Understand the Query Execution Plan

zhouqiang-cl
yikeke
TomShawn

Based on the details of your tables, the TiDB optimizer chooses the most efficient query execution plan, which consists of a series of operators. This document details the execution plan information returned by the EXPLAIN statement in TiDB.

Optimize SQL statements using EXPLAIN

The result of the EXPLAIN statement provides information about how TiDB executes SQL queries:

  • EXPLAIN works together with SELECT, DELETE, INSERT, REPLACE, and UPDATE.
  • When you run the EXPLAIN statement, TiDB returns the final physical execution plan which is optimized by the SQL statement of EXPLAIN. In other words, EXPLAIN displays the complete information about how TiDB executes the SQL statement, such as in which order, how tables are joined, and what the expression tree looks like.
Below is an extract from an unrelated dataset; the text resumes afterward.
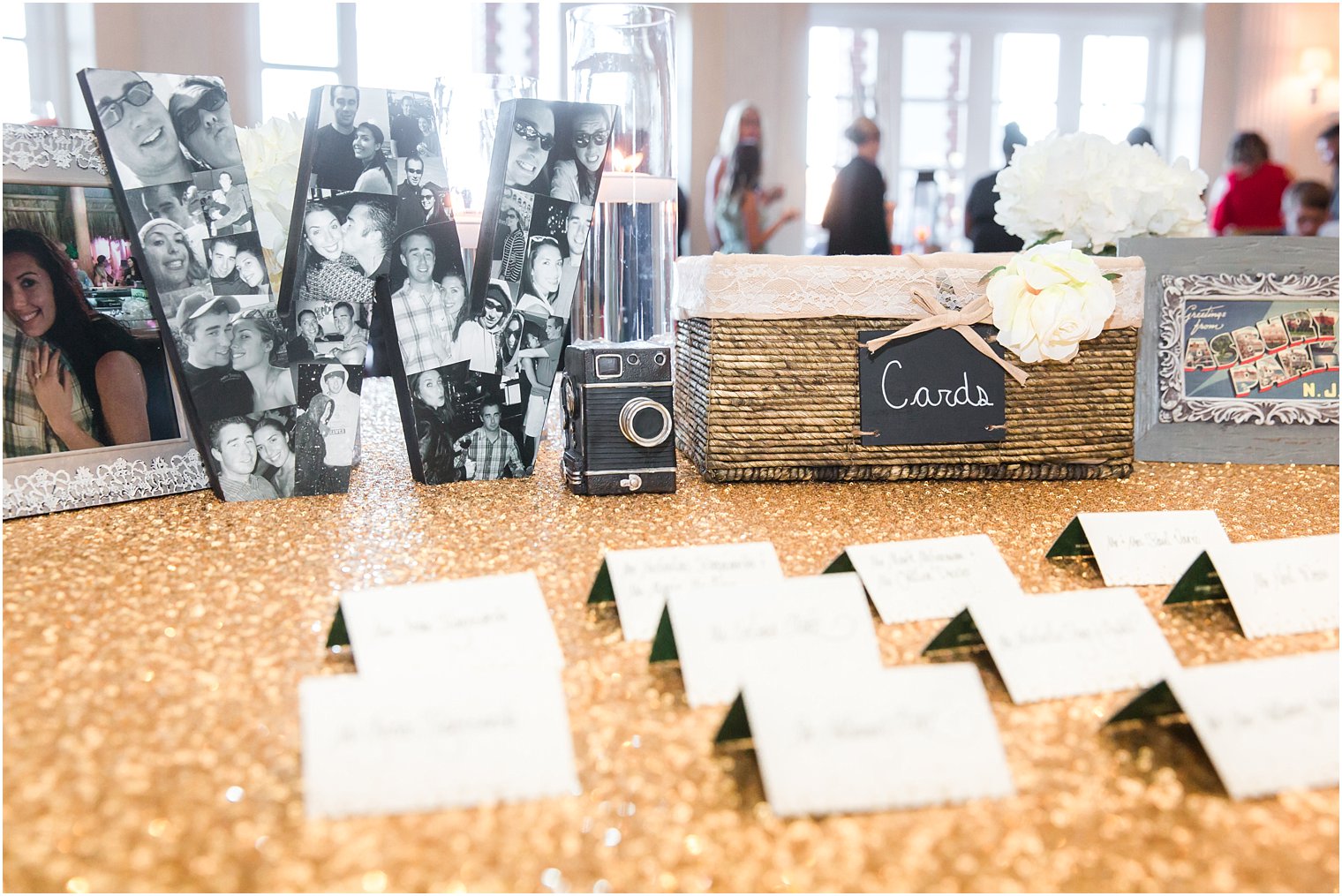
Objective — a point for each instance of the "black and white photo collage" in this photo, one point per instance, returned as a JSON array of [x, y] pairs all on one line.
[[177, 172], [480, 373]]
For more information, see EXPLAIN output format.
  • TiDB also supports EXPLAIN [options] FOR CONNECTION connection_id, but with minor differences from MySQL. See EXPLAIN FOR CONNECTION.
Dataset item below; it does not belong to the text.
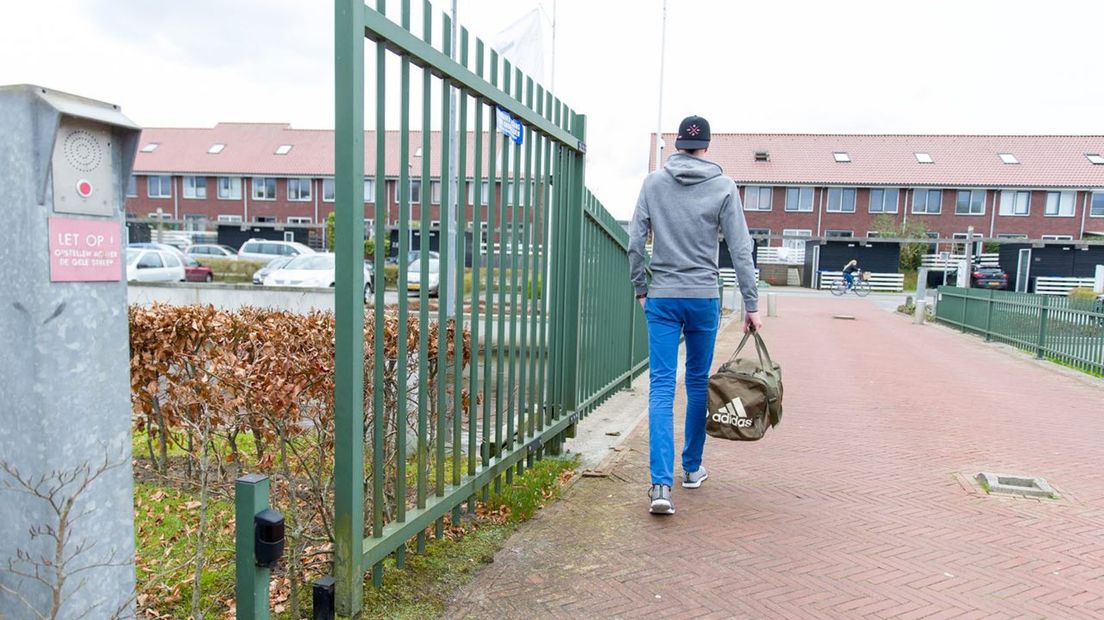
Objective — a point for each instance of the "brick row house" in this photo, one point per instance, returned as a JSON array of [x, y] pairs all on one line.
[[835, 185], [237, 173]]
The results of EXPLAIN shed light on how to index the data tables so that the execution plan can use the index to speed up the execution of SQL statements. You can also use EXPLAIN to check if the optimizer chooses the optimal order to join tables.

EXPLAIN output format

Currently, the EXPLAIN statement returns the following four columns: id, count, task, operator info. Each operator in the execution plan is described by the four properties. In the results returned by EXPLAIN, each row describes an operator. See the following table for details:

Property NameDescription
idThe id of an operator, to identify the uniqueness of an operator in the entire execution plan. As of TiDB 2.1, the id includes formatting to show a tree structure of operators. The data flows from a child to its parent, and each operator has one and only one parent.
countAn estimation of the number of data items that the current operator outputs, based on the statistics and the execution logic of the operator
taskthe task that the current operator belongs to. The current execution plan contains two types of tasks: 1) the root task that runs on the TiDB server; 2) the cop task that runs concurrently on the TiKV server. The topological relations of the current execution plan in the task level is that a root task can be followed by many cop tasks. The root task uses the output of cop task as the input. The cop task executes the tasks that TiDB pushes to TiKV. Each cop task scatters in the TiKV cluster and is executed by multiple processes.
operator infoThe details about each operator. The information of each operator differs from others, see Operator Info.

Example usage

Using the bikeshare example database:

mysql> EXPLAIN SELECT count(*) FROM trips WHERE start_date BETWEEN '2017-07-01 00:00:00' AND '2017-07-01 23:59:59'; +--------------------------+-------------+------+------------------------------------------------------------------------------------------------------------------------+ | id | count | task | operator info | +--------------------------+-------------+------+------------------------------------------------------------------------------------------------------------------------+ | StreamAgg_20 | 1.00 | root | funcs:count(col_0) | | └─TableReader_21 | 1.00 | root | data:StreamAgg_9 | | └─StreamAgg_9 | 1.00 | cop | funcs:count(1) | | └─Selection_19 | 8166.73 | cop | ge(bikeshare.trips.start_date, 2017-07-01 00:00:00.000000), le(bikeshare.trips.start_date, 2017-07-01 23:59:59.000000) | | └─TableScan_18 | 19117643.00 | cop | table:trips, range:[-inf,+inf], keep order:false | +--------------------------+-------------+------+------------------------------------------------------------------------------------------------------------------------+ 5 rows in set (0.00 sec)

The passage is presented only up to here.